Philip K. Dick has a pretty solid reputation for a science fiction writer.  I think "Valis" is one of his best books, maybe the best: the competition comes down to "A Scanner Darkly" and "The Man in the High Castle."  Years ago I had a notion--while reading "Timothy Archer," no less--that science fiction writers write better contemporary fiction than most contemporary fiction writers do; I was thinking of both "Timothy Archer" as well as "Valis," which, if you consign yourself to the notion that all of the crazy stuff is in Fat's head, isn't really science fiction.  This notion was backed up by William Gibson's past few books, which have taken place in the present and have brought Gibson's sci-fi focus to bear on today's technology.  The way Gibson describes a real-life two-year old camera is in a different voice from most living novelists, and Gibson's genre background really gives him a unique point of view.
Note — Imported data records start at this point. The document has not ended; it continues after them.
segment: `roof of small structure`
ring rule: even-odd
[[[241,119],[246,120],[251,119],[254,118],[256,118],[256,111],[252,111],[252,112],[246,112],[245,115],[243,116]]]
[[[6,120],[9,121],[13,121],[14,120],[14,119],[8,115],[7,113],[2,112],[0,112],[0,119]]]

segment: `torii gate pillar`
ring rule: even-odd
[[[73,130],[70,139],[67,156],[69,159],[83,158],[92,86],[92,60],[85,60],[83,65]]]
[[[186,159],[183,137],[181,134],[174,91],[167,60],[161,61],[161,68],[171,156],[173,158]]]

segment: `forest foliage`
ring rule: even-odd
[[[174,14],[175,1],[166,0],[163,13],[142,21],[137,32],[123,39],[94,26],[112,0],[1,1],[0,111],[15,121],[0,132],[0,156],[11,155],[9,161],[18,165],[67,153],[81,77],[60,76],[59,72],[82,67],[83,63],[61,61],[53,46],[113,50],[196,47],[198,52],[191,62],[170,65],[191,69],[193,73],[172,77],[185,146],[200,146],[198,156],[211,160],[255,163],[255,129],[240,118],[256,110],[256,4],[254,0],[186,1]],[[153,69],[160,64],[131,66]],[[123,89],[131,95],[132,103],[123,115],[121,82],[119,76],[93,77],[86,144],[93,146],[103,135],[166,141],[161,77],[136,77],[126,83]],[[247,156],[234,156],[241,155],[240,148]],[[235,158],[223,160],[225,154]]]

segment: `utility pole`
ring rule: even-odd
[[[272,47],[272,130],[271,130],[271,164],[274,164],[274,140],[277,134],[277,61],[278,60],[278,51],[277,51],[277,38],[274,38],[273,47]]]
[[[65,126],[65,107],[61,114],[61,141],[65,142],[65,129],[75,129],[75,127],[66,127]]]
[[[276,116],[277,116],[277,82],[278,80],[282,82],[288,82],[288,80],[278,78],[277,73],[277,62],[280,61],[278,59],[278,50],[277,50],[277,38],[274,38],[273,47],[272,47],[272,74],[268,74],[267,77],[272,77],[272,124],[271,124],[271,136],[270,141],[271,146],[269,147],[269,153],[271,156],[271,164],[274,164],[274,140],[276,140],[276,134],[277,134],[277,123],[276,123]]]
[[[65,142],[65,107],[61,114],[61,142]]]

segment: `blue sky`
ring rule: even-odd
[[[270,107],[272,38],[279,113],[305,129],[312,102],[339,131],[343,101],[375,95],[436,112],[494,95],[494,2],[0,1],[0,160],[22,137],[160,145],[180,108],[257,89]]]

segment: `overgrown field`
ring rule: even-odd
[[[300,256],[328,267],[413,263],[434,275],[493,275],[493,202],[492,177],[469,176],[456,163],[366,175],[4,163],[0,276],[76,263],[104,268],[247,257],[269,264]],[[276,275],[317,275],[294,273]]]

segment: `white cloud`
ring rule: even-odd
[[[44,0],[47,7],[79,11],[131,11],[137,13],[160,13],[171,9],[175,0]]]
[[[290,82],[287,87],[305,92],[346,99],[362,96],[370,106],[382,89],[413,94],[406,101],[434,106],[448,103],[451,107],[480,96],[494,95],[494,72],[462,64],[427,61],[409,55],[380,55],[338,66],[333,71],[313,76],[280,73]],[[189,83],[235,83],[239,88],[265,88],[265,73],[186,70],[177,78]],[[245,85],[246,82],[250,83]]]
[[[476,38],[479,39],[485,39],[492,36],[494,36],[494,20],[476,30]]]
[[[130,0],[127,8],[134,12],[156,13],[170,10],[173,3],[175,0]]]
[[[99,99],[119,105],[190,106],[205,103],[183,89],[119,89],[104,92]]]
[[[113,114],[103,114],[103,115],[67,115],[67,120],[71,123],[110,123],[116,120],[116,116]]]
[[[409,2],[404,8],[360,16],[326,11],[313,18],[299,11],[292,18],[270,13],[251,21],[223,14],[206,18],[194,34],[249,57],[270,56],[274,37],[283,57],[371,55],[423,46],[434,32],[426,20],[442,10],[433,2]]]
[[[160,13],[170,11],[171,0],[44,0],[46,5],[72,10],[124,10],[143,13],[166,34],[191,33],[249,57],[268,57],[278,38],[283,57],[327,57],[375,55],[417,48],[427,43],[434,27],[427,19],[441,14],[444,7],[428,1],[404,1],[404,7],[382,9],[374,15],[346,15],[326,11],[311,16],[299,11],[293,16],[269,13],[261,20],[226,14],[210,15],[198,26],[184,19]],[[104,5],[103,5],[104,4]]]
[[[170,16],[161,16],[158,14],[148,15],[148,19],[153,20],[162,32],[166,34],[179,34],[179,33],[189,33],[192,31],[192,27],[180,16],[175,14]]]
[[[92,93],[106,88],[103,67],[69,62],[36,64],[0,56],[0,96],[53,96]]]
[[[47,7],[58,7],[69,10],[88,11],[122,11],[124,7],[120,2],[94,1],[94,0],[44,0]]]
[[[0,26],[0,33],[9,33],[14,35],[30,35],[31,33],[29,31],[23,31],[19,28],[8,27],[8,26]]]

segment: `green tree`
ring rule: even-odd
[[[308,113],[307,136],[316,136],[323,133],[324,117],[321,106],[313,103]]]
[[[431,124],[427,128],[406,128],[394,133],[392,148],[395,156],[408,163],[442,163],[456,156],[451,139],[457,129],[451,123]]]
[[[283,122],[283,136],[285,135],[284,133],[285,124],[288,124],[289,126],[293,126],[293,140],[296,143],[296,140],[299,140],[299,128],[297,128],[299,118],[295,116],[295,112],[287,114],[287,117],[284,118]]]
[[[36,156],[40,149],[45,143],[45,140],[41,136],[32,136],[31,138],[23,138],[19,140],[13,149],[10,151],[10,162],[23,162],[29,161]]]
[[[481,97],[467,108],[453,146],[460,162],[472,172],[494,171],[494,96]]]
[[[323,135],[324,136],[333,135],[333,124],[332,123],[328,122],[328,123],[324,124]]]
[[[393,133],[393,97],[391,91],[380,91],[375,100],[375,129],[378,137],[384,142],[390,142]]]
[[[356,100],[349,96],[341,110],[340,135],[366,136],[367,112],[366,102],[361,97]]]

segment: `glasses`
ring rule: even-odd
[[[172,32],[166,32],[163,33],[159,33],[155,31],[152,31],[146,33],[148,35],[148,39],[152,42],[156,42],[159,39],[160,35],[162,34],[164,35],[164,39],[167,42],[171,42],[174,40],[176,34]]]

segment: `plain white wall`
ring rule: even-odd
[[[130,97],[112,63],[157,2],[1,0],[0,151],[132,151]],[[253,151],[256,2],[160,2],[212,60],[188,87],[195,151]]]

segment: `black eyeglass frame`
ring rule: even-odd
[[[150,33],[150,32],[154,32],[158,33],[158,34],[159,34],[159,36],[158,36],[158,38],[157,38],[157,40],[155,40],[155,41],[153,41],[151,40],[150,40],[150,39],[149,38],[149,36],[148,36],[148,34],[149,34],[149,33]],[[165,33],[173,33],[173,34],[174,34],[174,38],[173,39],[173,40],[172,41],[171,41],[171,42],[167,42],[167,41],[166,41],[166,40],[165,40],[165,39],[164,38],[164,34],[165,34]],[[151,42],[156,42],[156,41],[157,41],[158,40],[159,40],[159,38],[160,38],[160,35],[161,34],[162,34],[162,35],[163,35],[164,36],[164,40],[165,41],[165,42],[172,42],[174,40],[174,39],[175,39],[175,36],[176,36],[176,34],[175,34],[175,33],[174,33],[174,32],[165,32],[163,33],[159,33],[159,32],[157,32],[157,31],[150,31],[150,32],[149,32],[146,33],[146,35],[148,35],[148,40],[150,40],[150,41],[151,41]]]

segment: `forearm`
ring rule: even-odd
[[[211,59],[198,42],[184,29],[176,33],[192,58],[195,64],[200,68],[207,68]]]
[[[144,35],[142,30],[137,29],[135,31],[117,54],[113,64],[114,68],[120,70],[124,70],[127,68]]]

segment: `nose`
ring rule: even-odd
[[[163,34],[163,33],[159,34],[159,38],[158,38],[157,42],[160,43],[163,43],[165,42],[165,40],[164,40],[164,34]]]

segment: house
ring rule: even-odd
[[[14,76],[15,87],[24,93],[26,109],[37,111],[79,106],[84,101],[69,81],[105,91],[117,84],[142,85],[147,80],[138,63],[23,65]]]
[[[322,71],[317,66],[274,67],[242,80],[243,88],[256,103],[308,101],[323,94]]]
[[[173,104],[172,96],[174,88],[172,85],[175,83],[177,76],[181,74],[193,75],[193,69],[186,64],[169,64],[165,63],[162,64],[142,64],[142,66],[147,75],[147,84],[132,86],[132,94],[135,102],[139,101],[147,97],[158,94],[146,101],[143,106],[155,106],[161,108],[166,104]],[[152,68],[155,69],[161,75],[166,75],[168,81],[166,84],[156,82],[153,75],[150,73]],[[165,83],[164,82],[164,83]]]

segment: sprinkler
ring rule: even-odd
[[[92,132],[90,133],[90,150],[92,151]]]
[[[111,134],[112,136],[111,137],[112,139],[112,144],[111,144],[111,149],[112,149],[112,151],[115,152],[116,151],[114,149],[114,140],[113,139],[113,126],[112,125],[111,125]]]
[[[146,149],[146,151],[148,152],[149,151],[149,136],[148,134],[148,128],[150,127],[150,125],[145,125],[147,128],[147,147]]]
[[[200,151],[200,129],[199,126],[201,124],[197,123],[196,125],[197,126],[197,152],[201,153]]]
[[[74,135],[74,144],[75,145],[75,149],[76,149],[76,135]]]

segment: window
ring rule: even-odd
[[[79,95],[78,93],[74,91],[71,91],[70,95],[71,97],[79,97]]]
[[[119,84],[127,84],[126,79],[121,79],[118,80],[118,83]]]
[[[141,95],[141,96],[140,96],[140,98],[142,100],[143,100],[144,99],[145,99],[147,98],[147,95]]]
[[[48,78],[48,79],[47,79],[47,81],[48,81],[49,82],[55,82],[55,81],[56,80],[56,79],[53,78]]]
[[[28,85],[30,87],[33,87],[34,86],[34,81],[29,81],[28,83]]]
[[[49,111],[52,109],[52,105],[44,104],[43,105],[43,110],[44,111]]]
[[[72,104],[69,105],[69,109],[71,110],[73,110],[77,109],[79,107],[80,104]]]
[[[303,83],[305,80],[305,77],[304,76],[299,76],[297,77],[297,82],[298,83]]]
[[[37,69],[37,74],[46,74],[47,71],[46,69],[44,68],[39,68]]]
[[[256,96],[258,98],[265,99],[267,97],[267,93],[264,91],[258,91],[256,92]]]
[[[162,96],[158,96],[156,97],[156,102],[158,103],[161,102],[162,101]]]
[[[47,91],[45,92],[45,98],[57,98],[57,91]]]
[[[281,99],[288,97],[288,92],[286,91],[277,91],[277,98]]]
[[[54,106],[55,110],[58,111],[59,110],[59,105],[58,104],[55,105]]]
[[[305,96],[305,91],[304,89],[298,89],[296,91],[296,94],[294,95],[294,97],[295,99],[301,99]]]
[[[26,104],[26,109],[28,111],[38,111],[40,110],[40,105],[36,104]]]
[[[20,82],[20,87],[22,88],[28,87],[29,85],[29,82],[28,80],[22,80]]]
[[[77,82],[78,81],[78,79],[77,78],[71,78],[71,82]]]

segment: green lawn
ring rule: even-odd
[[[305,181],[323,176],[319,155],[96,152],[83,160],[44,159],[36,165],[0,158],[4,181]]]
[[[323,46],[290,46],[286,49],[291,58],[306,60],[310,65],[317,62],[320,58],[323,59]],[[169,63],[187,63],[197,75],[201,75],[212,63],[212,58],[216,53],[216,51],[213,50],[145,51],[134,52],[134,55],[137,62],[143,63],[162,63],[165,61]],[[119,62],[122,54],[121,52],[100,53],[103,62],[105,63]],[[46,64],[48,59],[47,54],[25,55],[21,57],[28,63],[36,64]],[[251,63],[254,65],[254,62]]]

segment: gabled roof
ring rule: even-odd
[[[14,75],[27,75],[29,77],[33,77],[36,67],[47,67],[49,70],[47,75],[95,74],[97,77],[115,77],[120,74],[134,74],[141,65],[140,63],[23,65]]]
I don't know that that observation holds up much; I can't think of many other examples on either side.  That issue isn't here or there, though, just some brain food for an anemic mind.  Ultimately, what I think I'm trying to say is that if authorial intent doesn't matter--and in this case, it shouldn't, because I suspect that Dick's intentions would involve taking pink laser beam gods seriously--then "Valis" is a fantastic, moving read, where the bizarre exists only in the mind of a sympathetic griever, the same way that I only care about The Grand Inquisitor tale from "Brothers Karamazov" when I understand Ivan, who is telling it to Alyosha.  Fables and ideas are important, and Philip K. Dick knew that, and most of the time, he remembered that the people who come up with them come first.